Grocery wholesaler Metcash plans to cut its dividend payout and lift capital expenditure, after saying its earnings have been hit by a weaker than expected performance and costs from making changes to its business.
Investors were unimpressed, sending Metcash shares 10.79% lower to $2.81 at 10.56am (AEDT), against a benchmark index lift of 0.29%.
Metcash chief executive officer Ian Morrice announced a transformation plan, as the wholesaler said it plans significant investment over the next three years to transform the business.
The group plans to transform the food and grocery division, drive consolidation and sustainable network growth, enhance its supply chain and enable successful independents, Mr Morrice said.
The group will reduce its dividend payout ratio to 60 per cent, starting with the fiscal 2014 dividend.
Total capital expenditure is set to peak at between $150m and $180m in 2015, falling to $130m to $150m in 2016 and 2017, Metcash said.
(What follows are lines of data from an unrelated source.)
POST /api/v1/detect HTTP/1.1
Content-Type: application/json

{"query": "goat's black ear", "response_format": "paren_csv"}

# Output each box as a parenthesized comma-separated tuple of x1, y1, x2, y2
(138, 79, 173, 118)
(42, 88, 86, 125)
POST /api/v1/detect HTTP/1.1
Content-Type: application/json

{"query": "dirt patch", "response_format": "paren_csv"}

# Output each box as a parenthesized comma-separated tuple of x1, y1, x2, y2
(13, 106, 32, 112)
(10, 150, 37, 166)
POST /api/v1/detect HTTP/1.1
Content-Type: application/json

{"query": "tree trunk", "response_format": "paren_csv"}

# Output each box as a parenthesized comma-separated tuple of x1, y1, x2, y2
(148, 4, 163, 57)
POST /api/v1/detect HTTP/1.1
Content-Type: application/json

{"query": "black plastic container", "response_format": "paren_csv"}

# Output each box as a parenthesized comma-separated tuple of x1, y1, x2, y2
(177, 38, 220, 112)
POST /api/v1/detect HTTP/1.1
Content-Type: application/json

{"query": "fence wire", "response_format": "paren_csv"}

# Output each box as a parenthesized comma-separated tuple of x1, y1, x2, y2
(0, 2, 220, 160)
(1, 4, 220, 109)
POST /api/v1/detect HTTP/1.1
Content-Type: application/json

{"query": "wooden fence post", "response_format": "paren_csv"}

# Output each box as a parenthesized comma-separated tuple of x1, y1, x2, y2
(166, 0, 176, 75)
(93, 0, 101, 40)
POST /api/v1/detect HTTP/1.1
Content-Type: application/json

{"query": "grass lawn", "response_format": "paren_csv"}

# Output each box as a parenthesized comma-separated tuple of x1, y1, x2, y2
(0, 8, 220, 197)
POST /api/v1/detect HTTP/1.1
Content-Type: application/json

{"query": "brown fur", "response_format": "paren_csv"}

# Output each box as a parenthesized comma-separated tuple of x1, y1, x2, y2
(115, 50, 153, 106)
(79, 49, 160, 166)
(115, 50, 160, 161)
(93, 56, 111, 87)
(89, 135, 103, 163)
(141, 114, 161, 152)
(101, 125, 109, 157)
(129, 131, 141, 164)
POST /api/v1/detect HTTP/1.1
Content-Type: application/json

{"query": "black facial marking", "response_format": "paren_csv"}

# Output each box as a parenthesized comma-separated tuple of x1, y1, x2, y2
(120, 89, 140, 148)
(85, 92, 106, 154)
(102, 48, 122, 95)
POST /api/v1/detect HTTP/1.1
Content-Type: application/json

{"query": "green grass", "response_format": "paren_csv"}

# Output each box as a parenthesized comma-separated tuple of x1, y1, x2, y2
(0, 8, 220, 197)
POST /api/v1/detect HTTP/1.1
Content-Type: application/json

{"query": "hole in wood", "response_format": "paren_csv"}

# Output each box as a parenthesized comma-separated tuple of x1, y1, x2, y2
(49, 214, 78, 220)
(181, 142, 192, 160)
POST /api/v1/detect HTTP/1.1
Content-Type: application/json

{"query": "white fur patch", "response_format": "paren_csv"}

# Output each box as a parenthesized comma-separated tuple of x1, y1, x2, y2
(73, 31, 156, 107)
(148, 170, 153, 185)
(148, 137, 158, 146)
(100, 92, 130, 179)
"The consolidation and sustainable network growth initiative will see Metcash focus on converting more independent retailers to our liquor, hardware and automotive banners; extend our retail footprint; reinvigorate our retail execution and enhance the category growth opportunities," he said.
The group plans to expand its digital platform, introducing tailored omni-channel solutions and enhanced analytics capabilities, Mr Morrice said.
The company has been reviewing its food and grocery operations to address structural challenges, and as aspects of its plans are implemented they have impacted on earnings, it said earlier.
The company has been reducing inventory, restructuring its private label products, and reducing many of its prices.
The value of some of its assets are also being reduced, by an expected total value of between $30 million and $35 million.